Distributed batteries would undoubtedly support continuing rooftop PV uptake and effectively shift rooftop solar generation from midday, when it is increasingly flooding grids, to meet evening peak demand. It would also facilitate ongoing rooftop PV uptake for homeowners, addressing equity issues.

“A national [residential battery] scheme is now needed to maximise the benefits of orchestrated home batteries for consumers and this has to be designed to deliver the highest quality products and meet strong safety standards,” said the CEC’s director of distributed energy, Con Hristodoulidis, in a statement.

The CEC is proposing an incentive of up to $6500 for each household to install a residential battery alongside rooftop solar.

The clean energy organisation pointed to modelling from consultancy Oakley Greenwood that households with a battery could save $900 annually on power bills under such a program. When batteries are “orchestrated” into a virtual power plant, or similar, those savings could increase to $1150 a year.
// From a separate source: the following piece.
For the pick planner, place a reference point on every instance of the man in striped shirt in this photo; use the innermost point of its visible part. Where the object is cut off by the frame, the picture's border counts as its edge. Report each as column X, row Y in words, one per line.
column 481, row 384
On an electricity system level, net savings of $190 million would be delivered by orchestrated residential batteries – the CEC-sponsored study concluded.

The CEC has previously published modelling showing that, as far back as 2021, solar and energy storage was already cheaper than gas peaker plans in meeting peak electricity demand periods.

Orchestrated residential batteries have the added advantage of being able to trade electricity with the grid at optimal times, increasing consumer savings and supporting the broader energy system,” the CEC argued.

The CEC is far from being alone in its calls to bolster residential battery deployment. Tristan Edis, the director of analysis and advisory at Green Energy Markets has been calling for the SRES program to be reformed to support household battery uptake. With rooftop solar already affordable, STCs would be better directed at much-needed batteries, so the argument goes.

“If you want a politically popular program that is going to achieve meaningful scale and rollout and will have enough political support you have to go households,” Edis told pv magazine Australia. “The households are paying through the nose for their batteries,” he added.

With battery cell prices coming down, Edis said that residential battery price declines are likely coming. With scale, battery installations could rapidly increase – as has been see in countries like Germany and Italy.

According to the researchers at the HTW Berlin University of Applied Sciences, 79% of household solar systems were installed alongside a battery in 2023. This amounted to some 4.6 GWh of capacity.

With a residential solar-plus-storage system installed, households were able to reach 70% self-sufficiency, the HTW researchers found. The average rooftop system was 8.4 kWp, alongside a 7.3kWh battery in Germany in 2023.

There are some state-based programs currently in operation. On Feb. 12, the Queensland government opened its residential battery rebate program. The Victorian government is also providing interest-free loans for home batteries.